In 412 the Visigoths, already half Roman in their ways, came and occupied the southern region. They merely took half the forest land and gardens, two-thirds of all the cultivated lands, and worked these mostly with the Gauls or Provincials already established there. The big, good-natured Burgundians did the same on the Rhone. So that the Visigoths and Burgundians were really a blessing to south and east Gaul. They saved the land from enemies, they destroyed nothing, they were amiable masters and neighbours, they left the natives working as before, and only took a good portion of the produce.

Then in 451 came Attila with the Huns. Attila was defeated at Chalons, but Gaul was ruined. The north was gutted, and Theodoric was dead. After the death of their king the Goths broke into horrible civil war. Peace was restored for a time, but by the end of the century their land too was destroyed, smashed up. Everywhere, in Burgundy the same, there was murderous fighting, destruction, desolation. The whole country was swamped in ruin. ‘ The ocean sweeping over it could not have added to the desolation.’ Cattle had been killed or driven off, man exterminated; fields returned into heath-land and forest; wolves and bears lurked in the ruined streets of Roman cities. Gaul was a desert of desolation. Italy was not much better. The weakness of the Romans and the ferocity of the barbarians had gutted civilised Europe.

Through all this only the light of Christianity flickered.
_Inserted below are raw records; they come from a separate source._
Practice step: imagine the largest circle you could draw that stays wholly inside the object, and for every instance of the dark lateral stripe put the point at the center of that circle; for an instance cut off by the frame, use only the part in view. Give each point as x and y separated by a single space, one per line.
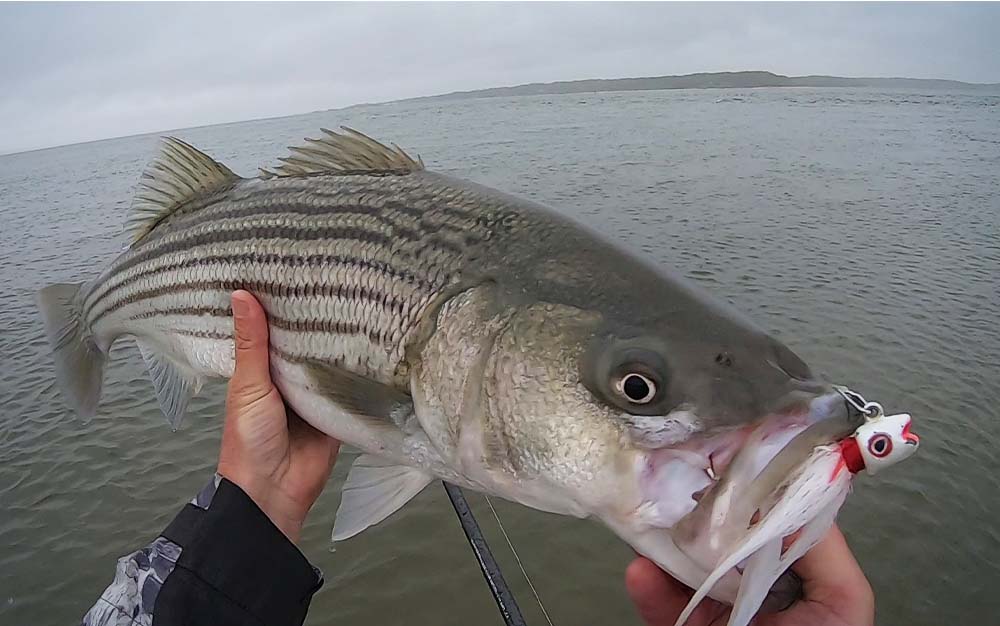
274 289
282 200
311 260
285 356
296 233
337 327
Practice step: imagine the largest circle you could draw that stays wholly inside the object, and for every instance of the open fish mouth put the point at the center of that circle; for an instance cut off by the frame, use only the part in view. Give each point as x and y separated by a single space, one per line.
709 493
677 483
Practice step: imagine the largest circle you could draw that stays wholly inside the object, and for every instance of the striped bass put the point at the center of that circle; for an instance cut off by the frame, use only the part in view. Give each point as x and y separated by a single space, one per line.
451 331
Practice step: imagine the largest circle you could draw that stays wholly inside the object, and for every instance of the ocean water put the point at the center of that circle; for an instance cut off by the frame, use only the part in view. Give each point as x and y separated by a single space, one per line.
861 227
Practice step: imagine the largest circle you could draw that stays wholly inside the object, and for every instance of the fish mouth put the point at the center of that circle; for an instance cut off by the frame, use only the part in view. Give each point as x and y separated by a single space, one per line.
706 493
675 481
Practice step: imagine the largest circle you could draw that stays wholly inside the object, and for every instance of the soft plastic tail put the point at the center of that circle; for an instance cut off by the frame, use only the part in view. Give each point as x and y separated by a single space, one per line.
79 362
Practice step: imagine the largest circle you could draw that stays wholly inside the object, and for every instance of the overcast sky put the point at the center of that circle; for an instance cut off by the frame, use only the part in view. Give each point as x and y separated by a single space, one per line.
72 73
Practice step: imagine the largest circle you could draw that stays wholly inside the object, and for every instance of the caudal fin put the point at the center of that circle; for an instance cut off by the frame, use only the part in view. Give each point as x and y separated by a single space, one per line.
79 362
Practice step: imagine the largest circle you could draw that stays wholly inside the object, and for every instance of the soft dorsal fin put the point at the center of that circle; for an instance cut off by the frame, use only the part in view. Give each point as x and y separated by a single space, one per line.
177 175
349 151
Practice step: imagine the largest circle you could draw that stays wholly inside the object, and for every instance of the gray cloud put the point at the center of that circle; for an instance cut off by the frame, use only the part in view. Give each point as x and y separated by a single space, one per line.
78 72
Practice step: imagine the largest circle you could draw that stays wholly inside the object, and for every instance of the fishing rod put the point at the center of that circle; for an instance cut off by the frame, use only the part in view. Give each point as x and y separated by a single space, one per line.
509 610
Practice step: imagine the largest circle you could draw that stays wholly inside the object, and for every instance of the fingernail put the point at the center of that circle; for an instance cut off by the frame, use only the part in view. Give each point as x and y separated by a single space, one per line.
240 308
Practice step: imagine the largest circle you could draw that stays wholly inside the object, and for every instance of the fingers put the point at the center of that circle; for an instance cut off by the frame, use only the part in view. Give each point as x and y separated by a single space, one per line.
252 376
831 576
658 597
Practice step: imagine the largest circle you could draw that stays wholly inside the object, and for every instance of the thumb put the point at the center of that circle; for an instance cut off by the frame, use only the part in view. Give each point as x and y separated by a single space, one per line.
658 598
252 375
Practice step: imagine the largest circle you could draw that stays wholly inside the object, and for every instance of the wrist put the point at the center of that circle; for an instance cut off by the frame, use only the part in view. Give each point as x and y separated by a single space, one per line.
284 513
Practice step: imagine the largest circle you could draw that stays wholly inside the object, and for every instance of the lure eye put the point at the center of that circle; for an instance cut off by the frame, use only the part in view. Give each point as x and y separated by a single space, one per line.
880 445
637 388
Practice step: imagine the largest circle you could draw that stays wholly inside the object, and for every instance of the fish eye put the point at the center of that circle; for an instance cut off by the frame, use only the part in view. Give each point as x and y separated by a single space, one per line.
880 445
637 388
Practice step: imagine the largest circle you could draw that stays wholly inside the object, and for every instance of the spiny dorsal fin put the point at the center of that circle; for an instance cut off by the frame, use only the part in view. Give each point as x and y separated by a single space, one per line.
177 175
349 151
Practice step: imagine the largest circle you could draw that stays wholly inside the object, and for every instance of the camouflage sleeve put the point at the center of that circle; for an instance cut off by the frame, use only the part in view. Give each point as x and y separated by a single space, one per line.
183 574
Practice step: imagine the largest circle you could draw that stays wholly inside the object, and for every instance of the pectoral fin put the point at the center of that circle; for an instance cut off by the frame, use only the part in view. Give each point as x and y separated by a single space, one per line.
174 384
374 490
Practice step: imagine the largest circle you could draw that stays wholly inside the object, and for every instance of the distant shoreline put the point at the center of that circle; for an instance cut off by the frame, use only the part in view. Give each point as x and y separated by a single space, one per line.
703 80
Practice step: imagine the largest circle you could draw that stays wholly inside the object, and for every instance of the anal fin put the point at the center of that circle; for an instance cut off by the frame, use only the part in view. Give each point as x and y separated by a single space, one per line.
374 490
174 384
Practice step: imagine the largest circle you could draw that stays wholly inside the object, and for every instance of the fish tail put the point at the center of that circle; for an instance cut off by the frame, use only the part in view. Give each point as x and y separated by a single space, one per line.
79 361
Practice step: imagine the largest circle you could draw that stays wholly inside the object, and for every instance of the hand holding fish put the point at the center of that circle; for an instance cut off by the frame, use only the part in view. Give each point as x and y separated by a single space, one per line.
279 460
836 592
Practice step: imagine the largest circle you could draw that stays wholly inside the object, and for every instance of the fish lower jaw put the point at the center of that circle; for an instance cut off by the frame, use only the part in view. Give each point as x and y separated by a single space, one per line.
672 481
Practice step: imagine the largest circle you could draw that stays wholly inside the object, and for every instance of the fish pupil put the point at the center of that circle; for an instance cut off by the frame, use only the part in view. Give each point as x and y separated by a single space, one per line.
636 388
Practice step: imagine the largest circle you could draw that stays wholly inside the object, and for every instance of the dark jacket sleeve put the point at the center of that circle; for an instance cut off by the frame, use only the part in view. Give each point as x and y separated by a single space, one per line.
220 562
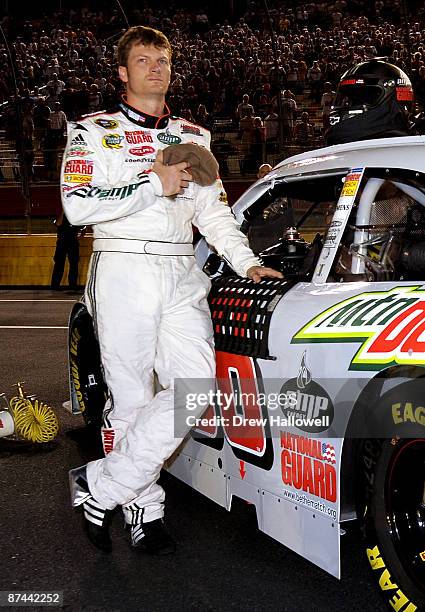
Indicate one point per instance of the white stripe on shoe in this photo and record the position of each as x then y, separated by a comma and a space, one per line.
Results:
137, 534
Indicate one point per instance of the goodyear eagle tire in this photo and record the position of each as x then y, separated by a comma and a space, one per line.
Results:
394, 477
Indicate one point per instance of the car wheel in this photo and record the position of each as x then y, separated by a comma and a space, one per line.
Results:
394, 478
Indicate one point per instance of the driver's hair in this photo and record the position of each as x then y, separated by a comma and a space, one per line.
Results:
141, 35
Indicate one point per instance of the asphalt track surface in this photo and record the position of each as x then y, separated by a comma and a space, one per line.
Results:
223, 562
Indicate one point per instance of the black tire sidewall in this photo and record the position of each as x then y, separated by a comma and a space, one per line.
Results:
378, 456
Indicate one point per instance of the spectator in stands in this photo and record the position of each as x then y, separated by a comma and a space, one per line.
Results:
202, 117
246, 134
24, 141
95, 98
289, 114
314, 78
54, 141
41, 118
326, 104
257, 145
244, 108
304, 131
55, 88
271, 131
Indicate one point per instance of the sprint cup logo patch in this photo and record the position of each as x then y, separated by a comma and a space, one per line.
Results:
390, 325
112, 141
107, 124
78, 171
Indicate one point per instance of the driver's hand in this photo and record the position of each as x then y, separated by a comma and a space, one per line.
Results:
173, 178
256, 273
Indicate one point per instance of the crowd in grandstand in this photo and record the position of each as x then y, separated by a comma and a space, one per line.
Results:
266, 86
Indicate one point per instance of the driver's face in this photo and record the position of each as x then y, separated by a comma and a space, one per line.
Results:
148, 70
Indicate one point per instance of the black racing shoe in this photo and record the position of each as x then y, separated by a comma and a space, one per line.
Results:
96, 518
152, 538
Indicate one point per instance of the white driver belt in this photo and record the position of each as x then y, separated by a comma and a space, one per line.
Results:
146, 247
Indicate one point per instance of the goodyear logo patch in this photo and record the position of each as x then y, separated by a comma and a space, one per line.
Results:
112, 141
168, 138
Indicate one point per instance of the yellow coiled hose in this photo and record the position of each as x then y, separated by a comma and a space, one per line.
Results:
35, 422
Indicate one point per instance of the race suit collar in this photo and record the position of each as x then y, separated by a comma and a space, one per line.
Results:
143, 119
Dukes, counts, governors, these annihilated one another. The government was wiped out. All was howling, weltering insecurity. Only the Christian bishops and clergy kept their souls clear and their minds strong. In the spoiled cities the bishops took authority, to prevent the whole place turning into a den of thieves and murderers, wolves and bears. The Roman law-courts, called basilicas, became Christian churches, and in these buildings the clergy exhorted and commanded the demoralised people. Even Attila had been forced to reverence one bishop, Lupus, Bishop of Troyes, for the fierce Hun found this Christian leader such a noble, commanding presence, unafraid.

Rome was ended, Gaul was left a waste, stranded region, with only the Christian bishops keeping their heads erect in the wreckage. New power must come from somewhere, new life, new force, new strength to build up another Gaul. And where was the force to come from? Not from the south, for the south was spent. The bishops quite rightly looked to the north. They looked carefully to the most powerful of the tribes of northern Germans. These tribes were the Franks. The bishops had now to look to the Franks as masters or servants. They must depend on the fierce but manly barbarians of the north, and forget the corrupt, foolish Romans.